1. Field of the Invention Received
The present invention relates to a novel process for preparing soluble phthalocyanines by microwave irradiation in the absence of any organic solvents and represented by the general formula shown in FIG. 1 wherein R is an alkyl group such as t-butyl or an alkoxy group like pentoxy, and Mt is a metal or non-metal, like Co, Ni, Cu, Mg, Al, Pd, Sn, Tb, Lu, Ce, La, Zn, or H.
2. Description of the Related Prior Art
Phthalocyanines exhibit extremely good stability and photoelectric properties due to its unique chemical structure, and hence have been used widely. They are currently the largest consumed dyes and/or pigments in the world, and play a major role in the application for the high technology industry.
Phthalocyanines can be made into a film that in turn can be fabricated into an element by means of a variety of methods. Among those methods, the spin-coating has the lowest cost(1-2). Films made from phthalocyanines have been applied over various fields such as photo-recording materials(3-4), gas sensors(5), electrochromic elements(6), non-linear optics (NLO)(7) and photocells(8).
The structural formula of phthalocyanines is given in FIG. 1, wherein R represents alkyl, t-butyl, or an alkoxy group like pentoxy, and Mt represents a central material of metal, like Co, Ni, Cu, Mg, Al, Pd, Sn, Tb, Ce, La, Zn, Lu or a metal-free material like H atom.
Microwave was developed from the radar during the Second World War. At that time, it was discovered that microwaves emitted from the radar were capable of drying large ceramic objects. The application of microwaves for the household electric commodities had been, however, since 1970. Nevertheless, in recent years, many studies have been devoted to exploring the feasibility of the application of microwaves on chemical reactions.
Microwave is an energy in the form of an electromagnetic wave. It is a non-ionization radiation that can induce the migration of electron and the rotation of dipole moment, and hence cause the motion of a molecule. Microwave heating is different from conventional heating method mostly in its mode of energy delivery. Traditional heating method delivers heat energy by conducting through a container containing the solution, and homogeneously distributes the heat to the solution and hence raising the temperature thereof. On the contrary, microwave heating delivers heat by radiation, and therefore, can heat reactants directly and accordingly promoting its efficiency.
Synthesis of phthalocyanine by microwave irradiation was first proposed by Ahmad Shaabani(12) in 1998 using a phthalic anhydride lacking a side group as the starting material. This method had, however, a disadvantage in that the phthalocyanine synthesized had a poor solubility. It is insoluble in almost every solvent other than concentrated sulfuric acid.

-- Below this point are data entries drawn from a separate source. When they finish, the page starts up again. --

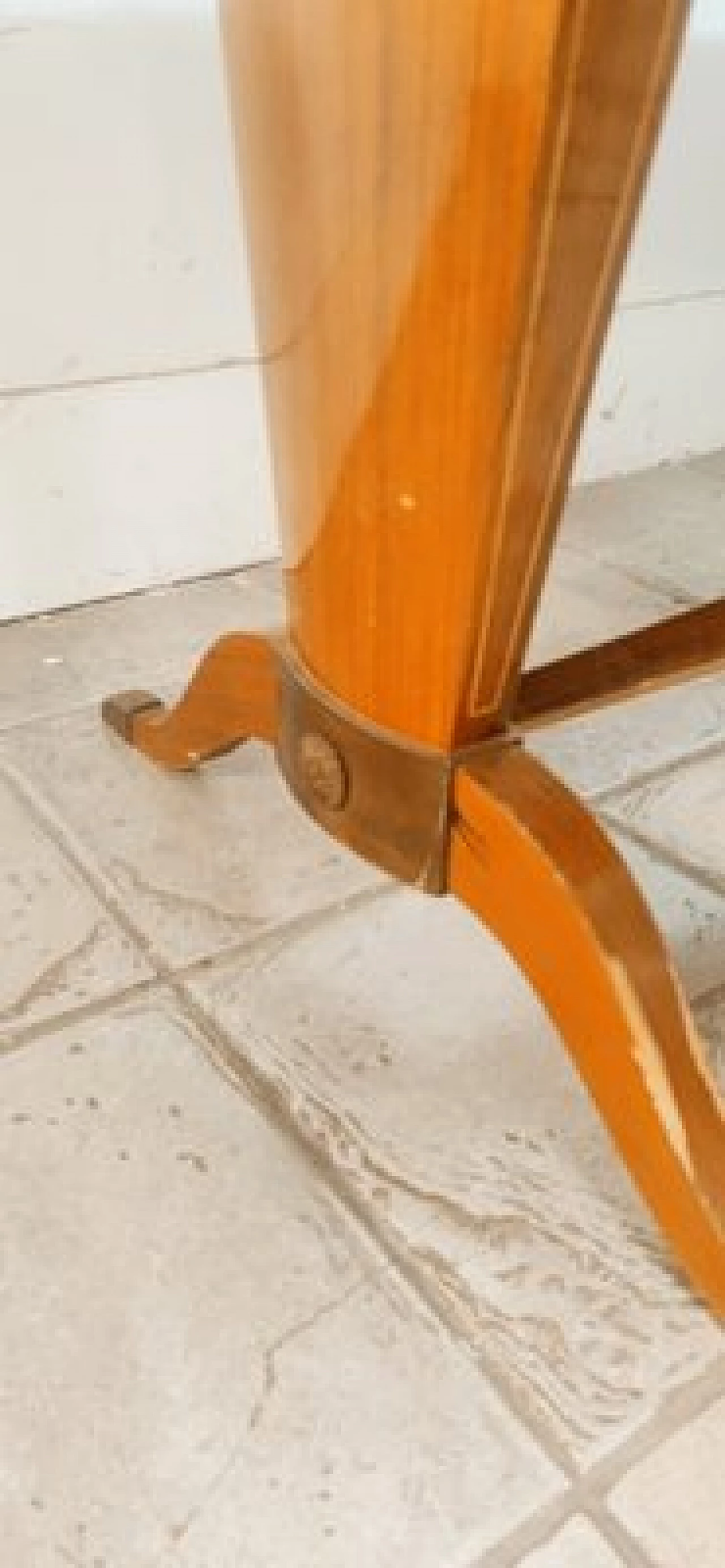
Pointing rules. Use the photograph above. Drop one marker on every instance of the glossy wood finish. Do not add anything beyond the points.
(680, 648)
(537, 869)
(233, 697)
(438, 201)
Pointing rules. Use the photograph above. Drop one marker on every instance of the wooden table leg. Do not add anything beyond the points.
(532, 863)
(231, 698)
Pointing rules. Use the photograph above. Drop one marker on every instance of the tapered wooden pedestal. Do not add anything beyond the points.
(438, 201)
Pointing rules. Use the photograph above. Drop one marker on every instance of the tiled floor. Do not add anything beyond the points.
(311, 1247)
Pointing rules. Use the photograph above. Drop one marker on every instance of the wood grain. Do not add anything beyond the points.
(680, 648)
(231, 698)
(537, 869)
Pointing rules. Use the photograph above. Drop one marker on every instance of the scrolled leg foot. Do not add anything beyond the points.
(233, 697)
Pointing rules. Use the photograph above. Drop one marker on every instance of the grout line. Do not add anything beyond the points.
(711, 881)
(31, 1034)
(270, 940)
(589, 1493)
(534, 1532)
(679, 1410)
(275, 938)
(616, 1534)
(270, 1100)
(658, 774)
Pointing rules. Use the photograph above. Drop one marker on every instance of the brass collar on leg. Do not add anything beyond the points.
(371, 789)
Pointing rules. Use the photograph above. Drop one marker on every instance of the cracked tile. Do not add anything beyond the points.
(200, 862)
(673, 1503)
(577, 1546)
(416, 1059)
(60, 946)
(200, 1362)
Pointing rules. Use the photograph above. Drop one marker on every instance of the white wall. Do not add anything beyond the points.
(131, 427)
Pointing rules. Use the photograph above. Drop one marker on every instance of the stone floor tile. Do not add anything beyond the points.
(577, 1546)
(673, 1503)
(664, 526)
(200, 1362)
(609, 750)
(60, 946)
(587, 603)
(416, 1059)
(200, 862)
(51, 664)
(685, 813)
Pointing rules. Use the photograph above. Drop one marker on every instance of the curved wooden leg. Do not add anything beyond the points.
(534, 864)
(233, 697)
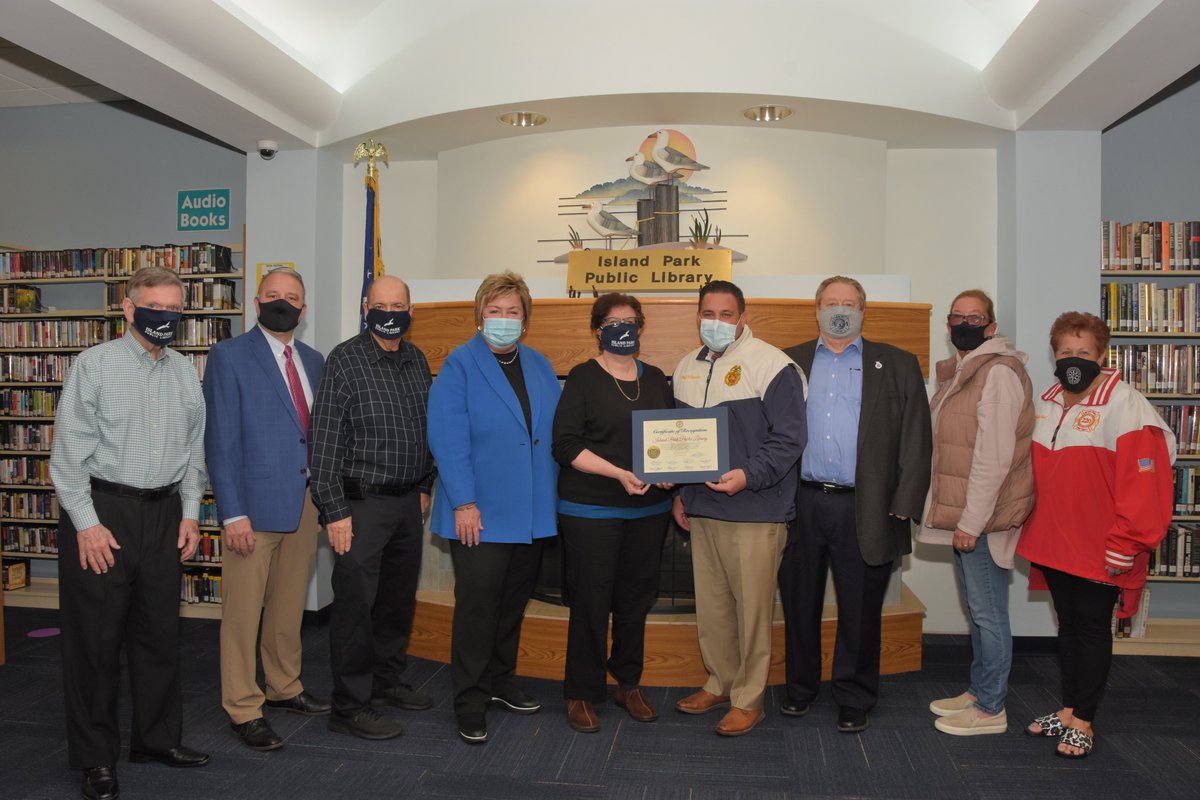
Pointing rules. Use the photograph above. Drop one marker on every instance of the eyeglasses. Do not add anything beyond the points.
(973, 320)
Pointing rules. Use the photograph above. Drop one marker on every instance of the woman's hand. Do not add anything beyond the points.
(467, 524)
(631, 483)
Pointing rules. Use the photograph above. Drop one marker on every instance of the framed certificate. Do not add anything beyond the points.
(682, 445)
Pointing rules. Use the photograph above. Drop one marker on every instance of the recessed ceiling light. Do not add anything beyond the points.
(522, 119)
(767, 113)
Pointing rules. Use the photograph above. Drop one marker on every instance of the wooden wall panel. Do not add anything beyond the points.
(558, 328)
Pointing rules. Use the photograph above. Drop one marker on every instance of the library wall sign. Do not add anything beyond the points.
(681, 269)
(203, 209)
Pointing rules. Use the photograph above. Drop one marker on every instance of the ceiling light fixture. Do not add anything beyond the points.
(767, 113)
(522, 119)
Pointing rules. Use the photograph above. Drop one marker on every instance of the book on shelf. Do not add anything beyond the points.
(198, 258)
(16, 573)
(1150, 246)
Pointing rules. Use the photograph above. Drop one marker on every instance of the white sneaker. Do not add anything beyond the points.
(972, 722)
(952, 705)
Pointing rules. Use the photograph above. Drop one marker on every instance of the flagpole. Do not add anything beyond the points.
(372, 246)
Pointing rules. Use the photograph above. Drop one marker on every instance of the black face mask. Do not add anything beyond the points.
(965, 336)
(388, 324)
(156, 325)
(621, 340)
(1075, 374)
(279, 316)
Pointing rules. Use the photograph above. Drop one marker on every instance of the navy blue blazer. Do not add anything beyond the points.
(257, 452)
(484, 451)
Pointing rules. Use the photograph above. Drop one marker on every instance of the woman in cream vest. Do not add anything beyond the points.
(979, 494)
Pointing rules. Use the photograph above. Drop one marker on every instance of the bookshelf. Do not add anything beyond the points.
(54, 305)
(1150, 296)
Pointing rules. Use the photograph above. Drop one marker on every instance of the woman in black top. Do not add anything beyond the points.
(612, 523)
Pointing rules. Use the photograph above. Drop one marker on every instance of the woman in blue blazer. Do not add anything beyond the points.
(491, 416)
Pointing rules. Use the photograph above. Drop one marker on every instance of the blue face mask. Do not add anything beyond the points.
(388, 324)
(715, 335)
(156, 325)
(502, 331)
(621, 338)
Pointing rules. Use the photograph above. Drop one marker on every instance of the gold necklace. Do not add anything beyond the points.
(637, 380)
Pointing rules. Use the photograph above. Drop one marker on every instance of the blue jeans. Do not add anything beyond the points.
(985, 588)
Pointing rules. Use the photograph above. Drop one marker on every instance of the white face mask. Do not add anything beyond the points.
(715, 335)
(502, 331)
(840, 322)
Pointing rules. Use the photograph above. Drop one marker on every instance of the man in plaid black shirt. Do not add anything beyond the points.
(372, 474)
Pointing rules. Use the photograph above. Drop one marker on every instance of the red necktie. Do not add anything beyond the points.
(297, 390)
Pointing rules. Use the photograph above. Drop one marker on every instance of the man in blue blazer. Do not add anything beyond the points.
(258, 389)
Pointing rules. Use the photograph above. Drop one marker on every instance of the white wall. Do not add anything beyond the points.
(941, 232)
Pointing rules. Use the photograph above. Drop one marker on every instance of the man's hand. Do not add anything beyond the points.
(239, 536)
(679, 515)
(340, 534)
(467, 524)
(96, 546)
(964, 542)
(189, 537)
(732, 482)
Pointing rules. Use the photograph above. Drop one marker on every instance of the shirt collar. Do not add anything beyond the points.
(857, 344)
(137, 350)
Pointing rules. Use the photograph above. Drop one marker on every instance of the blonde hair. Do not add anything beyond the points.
(501, 283)
(843, 278)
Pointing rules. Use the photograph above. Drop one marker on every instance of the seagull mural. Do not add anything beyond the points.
(673, 161)
(606, 224)
(646, 172)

In 1999, Cezar Ungurenasu(13) proposed a process for preparing phthalocyanine by microwave irradiation with phthalonitrile or diiminoisoindoline as the starting material. The product thus prepared had a defined solubility, however, it was disadvantageous in that the solvent must be involved in the reaction, i.e., it was not a dry preparation, and hence contained high production cost. Further, it differed from the scope claimed by the present invention.
The traditional syntheses of phthalocyanine, no matter what starting material is used, required a relatively long reaction time and a considerable high energy to provide sufficient kinetic energy to overcome the reaction kinetic barrier and hence, promote the collision probability and energy of molecules, which results in low efficiency. Accordingly, the object of the present invention is to provide a novel process for preparing phthalocyanine by microwave irradiation that can eliminate the above-described disadvantage associated with the traditional process. Consequently, it is possible to shorten the reaction time, and produce soluble phthalocyanines that can be used to fabricate elements by avoiding an expensive vacuum sputtering method, and thus, increasing its industrial practicability.